Cortical removal begins with introduction of the I/A tip (port up) under the anterior capsular rim. Aspiration engages cortical fibers. Once vacuum rises, the I/A tip is moved centrally. After the edge of the capsulorhexis is cleared, aspiration is increased, and cortex is completely stripped from the capsule. This process is repeated until all cortical material has been removed. To improve efficiency, surgeons can sweep the I/A tip across 2 to 3 clock hours to engage more cortex prior to pulling the material centrally. Although cortex can be grasped on the posterior capsule, this direction of removal tends to leave more residual fibers, and it increases the likelihood of accidentally engaging the posterior capsule. Polishing the anterior capsular rim as well as the posterior capsule may prevent capsular fibrosis and Elschnig pearl formation.

Subincisional cortex can be challenging to remove, and long or anterior corneal incisions can exacerbate the problem. Some surgeons approach subincisional cortex first, whereas others save it for last. If the removal of subincisional cortex proves to be difficult, viscodissection of the residual cortex can be attempted. A capsule polisher may also be introduced to physically loosen the cortical material. Another option is to place the IOL prior to complete cortical removal. The haptics and optic of the IOL may then be rotated to loosen the cortical material mechanically. The IOL can also act as a physical barrier to protect the posterior capsule while you are reaching subincisionally. Moreover, the IOL tautens the capsular bag, which can ease the removal of residual cortical strands and prevent the capsule from entering the aspiration port.


The instrumentation used depends on surgeon preference. Metal I/A tips should be in good condition and free of burrs, which can tear the capsule. The I/A tip may be smooth or diamond-dusted to facilitate capsule polishing. Silicone tips may be a more capsule-friendly option.1

The I/A tip may be straight, curved, or angled at 45º, 90º, or even 150º. A coaxial or a bimanual approach may be used. Cortical removal may be done with either a peristaltic pump or a venturi system, which makes it easier to engage cortical strands without occlusion.


Cortical removal can be more difficult in certain clinical scenarios. Placing a capsular tension ring (CTR) can increase stability in an eye with loose zonules. Because a CTR may hold the cortex against the capsular fornix, preventing the material from being aspirated, the CTR should be placed as late as possible but as early as needed. An alternative is to use a Henderson CTR (Morcher, US distributor FCI Ophthalmics). Indentations along the circumference of this CTR prevent compression of cortex against the capsule and thus can make it easier for cortex to be removed.

Increased posterior pressure can also present a challenge. Surgeons can use a blunt second instrument to gently hold back the posterior capsule.
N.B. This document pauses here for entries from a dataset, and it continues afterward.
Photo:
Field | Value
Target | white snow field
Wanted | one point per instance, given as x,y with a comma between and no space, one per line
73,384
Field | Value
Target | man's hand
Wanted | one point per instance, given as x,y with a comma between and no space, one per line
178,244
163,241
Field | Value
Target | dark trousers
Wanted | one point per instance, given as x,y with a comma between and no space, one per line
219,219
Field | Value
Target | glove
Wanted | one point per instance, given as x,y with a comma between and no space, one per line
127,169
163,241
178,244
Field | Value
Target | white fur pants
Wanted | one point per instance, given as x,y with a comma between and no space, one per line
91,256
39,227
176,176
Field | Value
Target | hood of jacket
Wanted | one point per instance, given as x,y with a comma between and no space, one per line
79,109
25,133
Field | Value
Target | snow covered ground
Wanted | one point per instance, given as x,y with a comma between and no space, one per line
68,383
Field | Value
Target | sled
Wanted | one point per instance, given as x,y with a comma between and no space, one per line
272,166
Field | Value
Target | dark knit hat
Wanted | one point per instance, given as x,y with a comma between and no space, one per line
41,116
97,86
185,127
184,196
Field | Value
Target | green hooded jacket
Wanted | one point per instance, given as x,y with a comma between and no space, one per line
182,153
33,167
Early placement of the IOL can be helpful as well.

To avoid capsular tears, surgeons should stay vigilant for the characteristic star-fold pattern that appears when the I/A tip grabs the posterior capsule. When this pattern appears, it is important to stop aspiration and to keep the I/A tip still. If needed, the surgeon can engage reflux to expel the capsule from the I/A tip. Even when you are focusing on one area of cortex to be removed, it is important to keep the entire capsule in view so as to be aware of unintentional aspiration or zonular compromise. To minimize strain on the zonules, a tangential stripping technique—in which the I/A tip is moved tangentially after engaging cortex—may be used. This technique can reduce strain on a focal area of zonular weakness.
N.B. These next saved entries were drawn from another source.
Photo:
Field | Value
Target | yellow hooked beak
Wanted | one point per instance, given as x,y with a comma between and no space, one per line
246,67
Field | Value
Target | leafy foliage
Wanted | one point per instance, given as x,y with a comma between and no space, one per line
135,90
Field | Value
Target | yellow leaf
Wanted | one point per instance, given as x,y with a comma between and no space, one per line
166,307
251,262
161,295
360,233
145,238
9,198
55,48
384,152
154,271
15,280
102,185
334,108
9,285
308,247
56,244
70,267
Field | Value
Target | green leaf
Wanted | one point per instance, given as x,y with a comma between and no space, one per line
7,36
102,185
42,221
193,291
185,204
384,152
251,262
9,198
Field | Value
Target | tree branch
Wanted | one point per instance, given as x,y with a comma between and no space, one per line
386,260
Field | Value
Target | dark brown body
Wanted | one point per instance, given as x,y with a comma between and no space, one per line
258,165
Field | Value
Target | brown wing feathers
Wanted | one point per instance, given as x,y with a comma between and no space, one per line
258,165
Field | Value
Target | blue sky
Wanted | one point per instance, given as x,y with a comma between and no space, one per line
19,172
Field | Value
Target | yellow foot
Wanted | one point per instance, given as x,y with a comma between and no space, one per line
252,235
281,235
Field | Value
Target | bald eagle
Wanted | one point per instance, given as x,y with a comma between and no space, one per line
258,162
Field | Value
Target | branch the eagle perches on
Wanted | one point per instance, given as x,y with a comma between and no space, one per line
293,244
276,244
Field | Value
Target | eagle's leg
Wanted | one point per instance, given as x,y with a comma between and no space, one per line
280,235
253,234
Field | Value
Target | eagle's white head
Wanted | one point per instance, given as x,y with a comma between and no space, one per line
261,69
Cortical cleanup usually takes less time than required to read this article. Nevertheless, thorough and complete cortical removal is important in every case. It therefore behooves cataract surgeons to become proficient at this key step to prepare the eye for successful IOL implantation.

1. Blomquist PH, Pluenneke AC. Decrease in complications during cataract surgery with the use of a silicone-tipped irrigation/aspiration instrument. J Cataract Refract Surg. 2005;31(6):1194-1197.